If we reduce that variation by 1ºF for each degree of latitude down to 30 degrees then we get a variation of only +-10ºF at 30º latitude and the variation goes to zero at 20º latitude(I’ll have it stay at zero thereafter). That’s not a bad approximation of the tropics, so good enough. If we vary the midrange temperature the same way you do, we get an equatorial temperature of 85ºF, still missing, but not too badly. At the poles we get temperatures ranging around -20ºF, from 50ºF to -90ºF, which is excessive.
Eh, I thought it was worth a try…
I’ve got a fairly realistic (read that as acceptable for my purposes) system that is far to complicated to be useful, that takes into account: altitude, elevation, season, proximity to large water masses, etc. It’s been gathering dust for years due to its bulkiness. Sadly, I’ve never been able to come up with a simply system that doesn’t fall apart at the extremes.
The above works nicely for the mid latitudes but is a little extreme at the poles and the equator. Instead of adding complication to try to correct this, I actually went the other way. Using the above model, I adjusted the base temperatures for 15 and 75 degrees. The I use the 15 degree list for all latitudes between 0 and 30, the 45 degree list for latitudes between 30 and 60, and the 75 degree list for latitudes between 60 and 90. I realize that it is completely unrealistic but it lops off the extremes and more importantly, it is extremely simply (so much so that it may actually get used instead of sitting in a box with my last attempt.) :)
This is one of those things that fascinate me as an exercise, but I’m not sure how much it adds to the game. Needless to say, I’ll probably revisit the subject when I new approach occurs to me.
Climate modeling can get really complicated really fast. The more I play with it the more I realize that adding complexity tends to just make the model less realistic until you have something completely cumbrous, like an EBM or (ZOMG) a GCM! I have fun with this kind of stuff, but, honestly, I don’t think the gaming advantages are worth all that effort.
I believe weather can add a lot to the gaming experience if you play it right. First thing is, ditch the simulation. In the world-building stage I’m obviously all for figuring out the climate. That tells you what kind of environment you have and also what sort of weather makes sense. But day-to-day weather should fly at the speed of plot. A miraculous rainstorm in a desert can save the character’s lives(a little deus ex goes a long way…).
Weather is a good way to quietly and realistically railroad the story when necessary. Sure the characters can leave that odd village any time they like. Having the roads washed out in a torrential monsoon might convince your players to spend the night at that village and get involved in your carefully crafted scenario. At least after they’ve spent a few hours slogging through hip deep mud, getting attacked repeatedly by slimy things driven out of the ground by the rising water table and generally making no great progress.
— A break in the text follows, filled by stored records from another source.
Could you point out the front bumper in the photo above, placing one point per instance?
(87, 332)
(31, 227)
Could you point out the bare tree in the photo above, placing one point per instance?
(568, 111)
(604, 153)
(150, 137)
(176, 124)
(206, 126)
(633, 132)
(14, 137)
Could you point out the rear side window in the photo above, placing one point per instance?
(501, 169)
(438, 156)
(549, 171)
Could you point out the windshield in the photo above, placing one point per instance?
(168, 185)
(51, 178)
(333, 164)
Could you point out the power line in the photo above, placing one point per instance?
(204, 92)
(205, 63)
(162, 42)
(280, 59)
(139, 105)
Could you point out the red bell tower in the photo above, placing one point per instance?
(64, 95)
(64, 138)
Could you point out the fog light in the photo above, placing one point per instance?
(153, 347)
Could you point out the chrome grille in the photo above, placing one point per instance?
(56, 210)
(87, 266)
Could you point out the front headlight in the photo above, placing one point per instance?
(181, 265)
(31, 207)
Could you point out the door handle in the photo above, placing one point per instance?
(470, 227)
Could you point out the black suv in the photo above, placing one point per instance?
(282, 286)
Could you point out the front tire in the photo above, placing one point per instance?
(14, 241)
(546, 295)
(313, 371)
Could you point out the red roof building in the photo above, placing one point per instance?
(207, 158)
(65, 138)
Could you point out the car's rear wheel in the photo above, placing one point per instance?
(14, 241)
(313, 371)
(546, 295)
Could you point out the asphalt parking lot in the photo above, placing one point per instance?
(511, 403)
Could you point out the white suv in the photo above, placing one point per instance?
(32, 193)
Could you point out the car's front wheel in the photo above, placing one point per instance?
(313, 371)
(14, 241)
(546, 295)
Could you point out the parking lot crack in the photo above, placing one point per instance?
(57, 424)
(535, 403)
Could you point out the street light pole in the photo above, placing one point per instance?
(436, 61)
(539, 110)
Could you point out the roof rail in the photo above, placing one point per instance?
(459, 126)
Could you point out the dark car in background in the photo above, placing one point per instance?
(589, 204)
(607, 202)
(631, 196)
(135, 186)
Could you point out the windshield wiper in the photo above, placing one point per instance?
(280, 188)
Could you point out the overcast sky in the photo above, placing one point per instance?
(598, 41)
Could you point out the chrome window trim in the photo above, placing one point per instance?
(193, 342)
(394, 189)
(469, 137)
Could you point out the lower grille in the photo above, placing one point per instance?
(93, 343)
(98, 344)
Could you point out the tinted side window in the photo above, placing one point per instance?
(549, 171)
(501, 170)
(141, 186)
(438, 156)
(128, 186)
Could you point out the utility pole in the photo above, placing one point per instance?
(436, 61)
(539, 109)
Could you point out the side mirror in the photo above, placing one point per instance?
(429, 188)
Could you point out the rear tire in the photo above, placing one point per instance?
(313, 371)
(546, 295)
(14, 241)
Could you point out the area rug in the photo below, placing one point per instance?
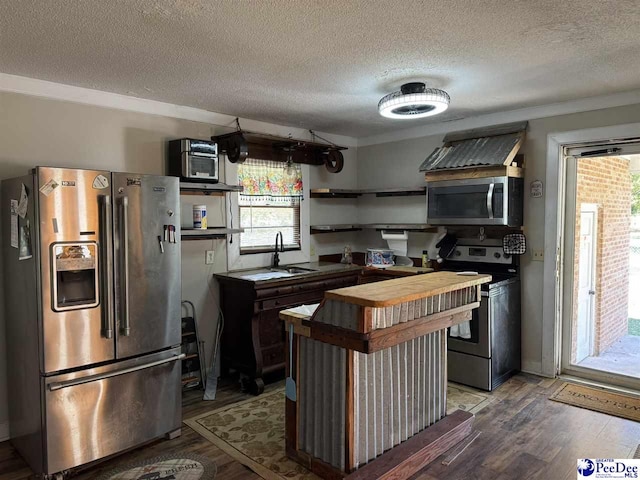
(603, 401)
(176, 466)
(252, 431)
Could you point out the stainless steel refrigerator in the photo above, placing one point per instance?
(92, 310)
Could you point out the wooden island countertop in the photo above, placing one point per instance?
(405, 289)
(367, 376)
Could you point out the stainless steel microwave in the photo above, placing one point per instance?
(194, 160)
(476, 201)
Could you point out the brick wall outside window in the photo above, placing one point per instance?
(606, 182)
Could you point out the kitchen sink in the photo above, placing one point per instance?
(293, 269)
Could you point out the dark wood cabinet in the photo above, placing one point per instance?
(253, 339)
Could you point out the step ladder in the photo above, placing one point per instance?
(193, 371)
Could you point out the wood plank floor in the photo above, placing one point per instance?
(523, 435)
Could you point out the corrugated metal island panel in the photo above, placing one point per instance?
(399, 392)
(322, 397)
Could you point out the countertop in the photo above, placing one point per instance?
(319, 269)
(406, 289)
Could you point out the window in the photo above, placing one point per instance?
(270, 203)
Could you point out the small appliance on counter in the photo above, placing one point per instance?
(193, 160)
(397, 241)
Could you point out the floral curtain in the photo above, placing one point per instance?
(270, 179)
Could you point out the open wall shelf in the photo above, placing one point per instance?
(215, 189)
(411, 227)
(378, 192)
(209, 233)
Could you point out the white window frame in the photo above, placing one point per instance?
(235, 261)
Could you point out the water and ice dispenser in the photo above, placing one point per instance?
(75, 275)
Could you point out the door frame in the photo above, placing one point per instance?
(554, 230)
(569, 280)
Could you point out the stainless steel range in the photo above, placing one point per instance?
(486, 352)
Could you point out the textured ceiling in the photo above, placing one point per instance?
(324, 64)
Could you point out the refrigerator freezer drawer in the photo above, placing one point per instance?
(93, 416)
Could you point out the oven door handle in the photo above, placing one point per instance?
(490, 200)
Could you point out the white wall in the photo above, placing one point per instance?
(397, 163)
(41, 131)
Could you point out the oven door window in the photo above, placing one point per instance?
(467, 202)
(480, 342)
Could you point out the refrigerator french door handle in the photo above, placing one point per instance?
(125, 327)
(101, 376)
(490, 200)
(107, 267)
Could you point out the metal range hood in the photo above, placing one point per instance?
(494, 146)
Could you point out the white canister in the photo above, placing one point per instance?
(200, 216)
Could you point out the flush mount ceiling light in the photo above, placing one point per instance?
(414, 100)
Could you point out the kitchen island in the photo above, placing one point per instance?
(366, 376)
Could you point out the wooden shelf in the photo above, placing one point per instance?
(334, 228)
(334, 193)
(412, 227)
(211, 232)
(216, 189)
(378, 192)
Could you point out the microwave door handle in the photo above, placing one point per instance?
(490, 200)
(107, 265)
(125, 328)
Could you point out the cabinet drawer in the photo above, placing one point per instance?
(292, 300)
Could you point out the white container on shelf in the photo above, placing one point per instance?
(200, 216)
(379, 257)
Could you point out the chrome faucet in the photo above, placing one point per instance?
(276, 258)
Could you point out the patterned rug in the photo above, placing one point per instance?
(252, 431)
(176, 466)
(598, 400)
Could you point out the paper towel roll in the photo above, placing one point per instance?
(397, 241)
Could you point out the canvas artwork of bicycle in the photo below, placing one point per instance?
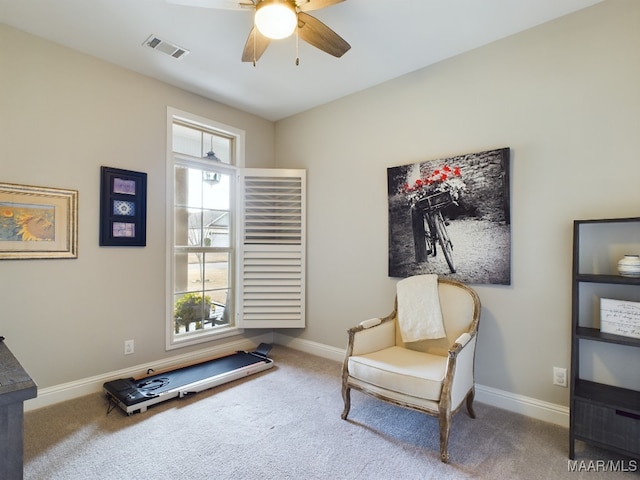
(451, 217)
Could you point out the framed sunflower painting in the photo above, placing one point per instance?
(38, 222)
(123, 208)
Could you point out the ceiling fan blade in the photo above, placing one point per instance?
(220, 4)
(316, 33)
(255, 46)
(308, 5)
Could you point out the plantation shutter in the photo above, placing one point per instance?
(272, 249)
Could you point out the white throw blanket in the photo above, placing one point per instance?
(419, 313)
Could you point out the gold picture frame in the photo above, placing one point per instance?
(38, 222)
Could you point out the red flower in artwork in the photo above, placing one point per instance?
(443, 179)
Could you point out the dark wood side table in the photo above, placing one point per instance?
(16, 386)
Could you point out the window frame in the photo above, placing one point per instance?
(236, 163)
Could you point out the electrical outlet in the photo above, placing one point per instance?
(560, 376)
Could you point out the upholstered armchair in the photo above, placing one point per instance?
(432, 375)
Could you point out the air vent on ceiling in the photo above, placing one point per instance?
(165, 47)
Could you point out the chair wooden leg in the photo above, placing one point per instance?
(444, 419)
(470, 397)
(346, 396)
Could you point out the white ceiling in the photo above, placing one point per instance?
(388, 39)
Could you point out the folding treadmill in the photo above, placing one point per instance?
(136, 395)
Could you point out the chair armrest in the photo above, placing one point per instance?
(371, 336)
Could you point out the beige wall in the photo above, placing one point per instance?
(565, 97)
(63, 115)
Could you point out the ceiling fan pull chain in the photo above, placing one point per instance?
(297, 46)
(254, 46)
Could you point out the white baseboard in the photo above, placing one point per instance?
(87, 386)
(531, 407)
(528, 406)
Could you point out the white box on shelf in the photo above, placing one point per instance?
(620, 317)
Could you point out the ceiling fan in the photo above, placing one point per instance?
(275, 19)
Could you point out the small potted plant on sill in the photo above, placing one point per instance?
(191, 308)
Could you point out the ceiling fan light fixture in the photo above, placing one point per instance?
(276, 18)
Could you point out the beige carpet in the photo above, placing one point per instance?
(285, 423)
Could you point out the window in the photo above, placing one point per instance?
(235, 237)
(201, 178)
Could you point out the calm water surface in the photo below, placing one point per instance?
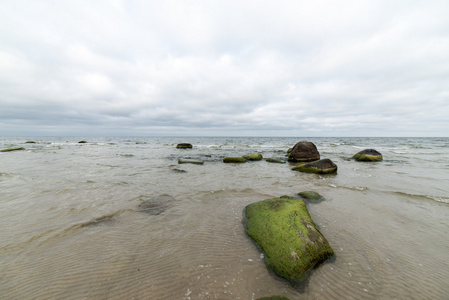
(71, 229)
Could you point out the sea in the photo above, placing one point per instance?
(72, 226)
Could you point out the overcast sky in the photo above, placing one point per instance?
(226, 68)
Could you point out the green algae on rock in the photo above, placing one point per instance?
(311, 196)
(323, 166)
(253, 156)
(238, 159)
(284, 230)
(368, 155)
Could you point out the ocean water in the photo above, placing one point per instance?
(71, 226)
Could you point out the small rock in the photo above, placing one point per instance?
(304, 152)
(190, 161)
(156, 205)
(253, 156)
(275, 160)
(368, 155)
(311, 196)
(12, 149)
(323, 166)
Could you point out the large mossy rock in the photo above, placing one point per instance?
(253, 156)
(284, 230)
(368, 155)
(237, 159)
(323, 166)
(304, 152)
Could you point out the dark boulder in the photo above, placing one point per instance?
(237, 159)
(304, 152)
(12, 149)
(184, 146)
(323, 166)
(368, 155)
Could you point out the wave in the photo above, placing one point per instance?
(439, 199)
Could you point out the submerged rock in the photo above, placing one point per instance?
(184, 146)
(284, 230)
(304, 152)
(238, 159)
(311, 196)
(12, 149)
(190, 161)
(275, 160)
(368, 155)
(323, 166)
(273, 298)
(253, 156)
(156, 205)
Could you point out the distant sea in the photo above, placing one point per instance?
(71, 226)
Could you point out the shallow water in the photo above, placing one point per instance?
(71, 227)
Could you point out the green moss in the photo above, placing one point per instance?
(284, 230)
(253, 156)
(234, 160)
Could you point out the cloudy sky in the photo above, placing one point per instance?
(224, 68)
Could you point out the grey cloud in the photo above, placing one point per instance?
(283, 68)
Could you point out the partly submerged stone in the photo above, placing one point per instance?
(238, 159)
(275, 160)
(304, 152)
(190, 161)
(311, 196)
(12, 149)
(323, 166)
(368, 155)
(284, 230)
(156, 205)
(184, 146)
(253, 156)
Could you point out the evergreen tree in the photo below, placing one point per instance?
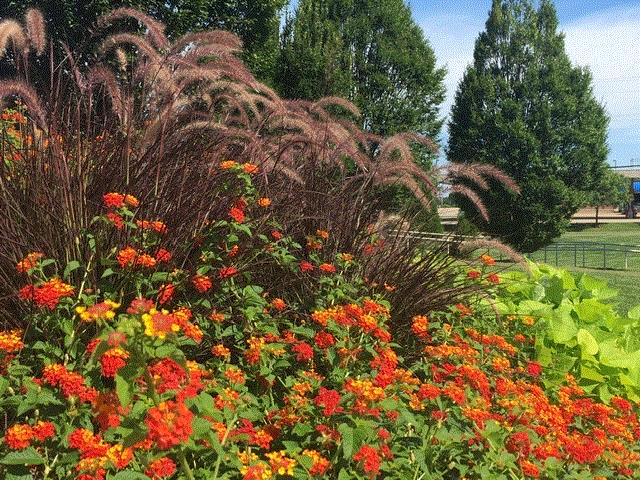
(524, 108)
(256, 22)
(373, 53)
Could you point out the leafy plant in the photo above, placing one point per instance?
(577, 330)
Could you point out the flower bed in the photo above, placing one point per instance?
(144, 368)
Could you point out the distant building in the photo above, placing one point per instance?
(632, 172)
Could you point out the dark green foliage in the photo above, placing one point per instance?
(373, 53)
(524, 108)
(255, 22)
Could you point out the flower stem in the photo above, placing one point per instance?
(185, 466)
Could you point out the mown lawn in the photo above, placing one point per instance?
(627, 282)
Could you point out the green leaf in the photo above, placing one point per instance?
(344, 475)
(562, 327)
(634, 313)
(346, 433)
(200, 426)
(302, 429)
(591, 374)
(107, 273)
(4, 384)
(587, 343)
(592, 310)
(28, 456)
(16, 472)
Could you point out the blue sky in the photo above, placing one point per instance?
(603, 35)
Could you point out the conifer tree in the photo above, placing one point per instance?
(523, 107)
(373, 53)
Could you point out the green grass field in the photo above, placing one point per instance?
(627, 282)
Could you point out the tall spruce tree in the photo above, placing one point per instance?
(257, 23)
(524, 108)
(373, 53)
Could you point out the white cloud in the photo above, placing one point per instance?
(608, 42)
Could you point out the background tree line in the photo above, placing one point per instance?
(521, 106)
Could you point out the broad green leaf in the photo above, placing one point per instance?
(554, 292)
(591, 374)
(613, 356)
(592, 310)
(562, 327)
(346, 433)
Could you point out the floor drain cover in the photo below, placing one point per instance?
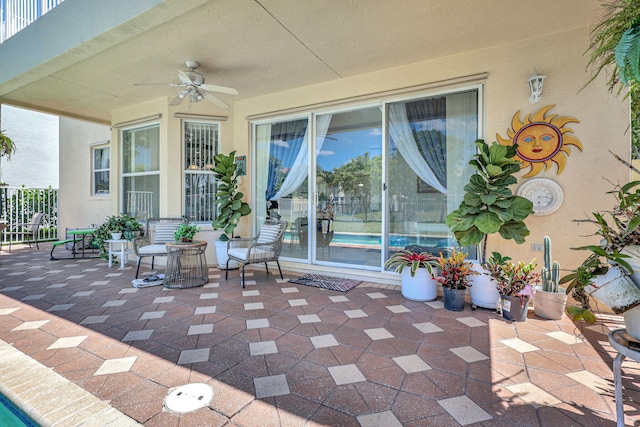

Even without Saruman helping, a good hard blizzard hitting the passes might convince any adventurers trying to cross the Misty Mountains to look for another route…
Before steam(and even after, to a great degree), sea travel was all about the weather. Expeditions have been destroyed by starvation by getting caught in the doldrums at the wrong time(maybe not the most exciting adventure…), and The Perfect Storm could play hell with any voyage(read the book, I have no idea about the movie).
I hope at some point you post your, “acceptable for… (your)… purposes,” model. I find these things entertaining to a degree well beyond their actual usefulness.